The man would do better wheelbarrowing sacks of coffee beans, sugar, flour, tea, or anything useful.

This is why we could continue to see a mad max melt up in certain assets, like commodities or stocks, companies that provide vital goods and services in a modern economy

Furthermore, this could also be why the bond market is melting down, bearing in mind that a bond is a promise to pay a sum of fiat currency on maturity plus yields.

But if inflation exceeds yields on the bond, then bonds are no longer a safe store of wealth to protect against unstoppable inflation. 

There is no monetary solution to the current inflation crisis

Central banks are powerless to stop the meltdown in fiat currency, which is backed by debt.

If monetary policymakers make any meaningful rate hike to tackle double-digit inflation, they would trigger a tsunami of bad debts and blow the collateral chains off the entire western banking system. 

Financial markets are politically indifferent and amoral.
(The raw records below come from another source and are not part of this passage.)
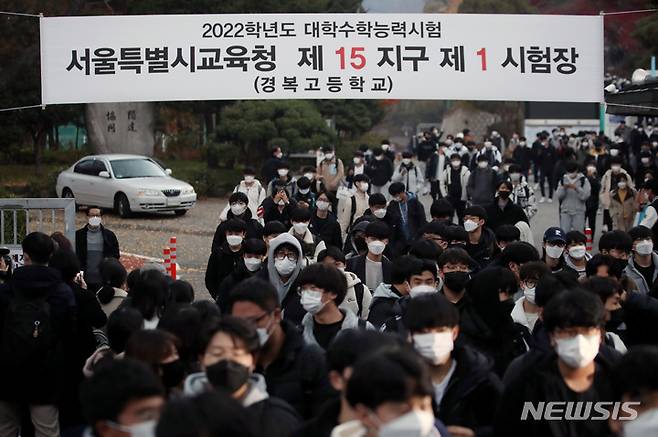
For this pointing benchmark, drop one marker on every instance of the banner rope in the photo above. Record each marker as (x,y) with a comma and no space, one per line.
(20,14)
(16,108)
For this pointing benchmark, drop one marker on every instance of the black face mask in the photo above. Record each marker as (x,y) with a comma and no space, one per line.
(228,375)
(456,281)
(172,373)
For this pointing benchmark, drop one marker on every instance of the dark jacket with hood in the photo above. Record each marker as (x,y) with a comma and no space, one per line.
(222,262)
(110,245)
(472,394)
(536,378)
(287,291)
(254,228)
(36,380)
(298,375)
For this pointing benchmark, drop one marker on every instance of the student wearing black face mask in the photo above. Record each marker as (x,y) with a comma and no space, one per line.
(230,351)
(504,211)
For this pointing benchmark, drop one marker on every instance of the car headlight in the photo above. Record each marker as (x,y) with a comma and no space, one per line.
(146,192)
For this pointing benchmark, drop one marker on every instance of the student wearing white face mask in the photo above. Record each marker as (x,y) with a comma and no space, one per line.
(575,254)
(254,251)
(574,371)
(226,258)
(285,260)
(642,267)
(466,390)
(322,289)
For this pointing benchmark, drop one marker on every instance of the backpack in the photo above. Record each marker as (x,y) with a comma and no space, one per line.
(27,336)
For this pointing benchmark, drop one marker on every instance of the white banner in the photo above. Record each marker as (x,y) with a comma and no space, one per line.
(316,56)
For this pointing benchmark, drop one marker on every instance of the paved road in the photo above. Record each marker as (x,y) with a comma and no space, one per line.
(147,234)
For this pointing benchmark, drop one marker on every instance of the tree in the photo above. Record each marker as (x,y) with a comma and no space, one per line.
(255,125)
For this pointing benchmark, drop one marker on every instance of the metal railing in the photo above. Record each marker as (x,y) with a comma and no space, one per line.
(19,217)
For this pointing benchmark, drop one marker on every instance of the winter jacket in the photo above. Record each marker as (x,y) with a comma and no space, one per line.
(380,171)
(357,265)
(350,321)
(221,263)
(287,291)
(36,381)
(482,186)
(271,211)
(298,375)
(110,245)
(256,194)
(446,182)
(609,182)
(328,230)
(358,297)
(537,379)
(410,176)
(254,229)
(332,173)
(623,213)
(572,201)
(511,214)
(638,278)
(472,394)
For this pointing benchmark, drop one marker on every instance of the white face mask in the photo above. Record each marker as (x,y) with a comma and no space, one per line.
(379,213)
(554,251)
(94,221)
(415,423)
(238,208)
(644,247)
(376,247)
(300,228)
(529,294)
(234,240)
(578,351)
(252,264)
(470,225)
(312,301)
(577,252)
(421,289)
(284,266)
(434,346)
(143,429)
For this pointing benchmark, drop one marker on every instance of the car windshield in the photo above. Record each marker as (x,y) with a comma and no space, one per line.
(136,168)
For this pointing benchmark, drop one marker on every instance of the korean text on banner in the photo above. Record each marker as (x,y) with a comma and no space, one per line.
(315,56)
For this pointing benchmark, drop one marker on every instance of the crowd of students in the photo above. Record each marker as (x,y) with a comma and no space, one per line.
(339,308)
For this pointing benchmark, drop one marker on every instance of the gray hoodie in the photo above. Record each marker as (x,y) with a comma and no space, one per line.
(281,287)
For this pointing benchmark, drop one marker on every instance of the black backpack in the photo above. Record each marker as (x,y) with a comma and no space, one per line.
(27,335)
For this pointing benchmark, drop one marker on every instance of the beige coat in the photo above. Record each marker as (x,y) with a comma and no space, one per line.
(623,213)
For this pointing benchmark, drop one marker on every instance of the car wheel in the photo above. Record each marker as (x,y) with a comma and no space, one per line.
(122,206)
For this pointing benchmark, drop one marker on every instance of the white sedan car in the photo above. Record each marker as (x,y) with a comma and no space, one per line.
(126,183)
Global capitalism has allegiance to no flag, it seeks low-risk high rewards.

The Russian Ruble is recovering without capital controls because it is backed by commodities and defended with nukes. Put bluntly, the West can’t turn Russia into Iraq, which was invaded by the US and its stooges under pretense, wrecked, and then had its resources looted.

Sanctions are likely to trigger a mad max melt up as Russia and the West engage in a beggar thy neighbor policy where they damage their respective economies as they play for all the marbles.

Venezuela is the latest example of a country that experienced an economic collapse and a mad max melt up in the stock market

Despite poor economic news and ongoing protests, Caracas’ stock exchange grew 452 percent in 2013. Nigeria is another recent example of economic and currency collapse and a mad max melt-up in stocks. In a systemic crisis, nobody wants to be left holding worthless paper. 

But let’s assume that the worst-case scenario plays out with both sides locked in a high stakes game. Russia believes it is under an existential threat, the continuing expansion of NATO near its borders and now US nukes in Poland. So Russia, either rightly or wrongly, believes that it has to keep pushing west. Alternatively, it will follow the same fate as Iraq or Libya. So, Article 5 of NATO is triggered and ends six months later in a nuclear war. Out of the ashes, a new world order emerges: one people, no countries, a global currency with a global government and international institutions.

Will the survivors of this new world order go back to living in caves and fighting with sticks and stones? 

Images of Hiroshima today show a beautiful modern city with a population of 1.194 million people. 

Hiroshima survived the horrors of nuclear war. 

So if we are at the early phase of WW3, a mad max melt up could come next. The question is, who will emerge from the ashes and lead this new world order? The bald eagle and its subordinates or the bear?

A hedging bet is to invest in both predators. There is a reason why two of the most populous countries, China and India, have assets on either side of the fence.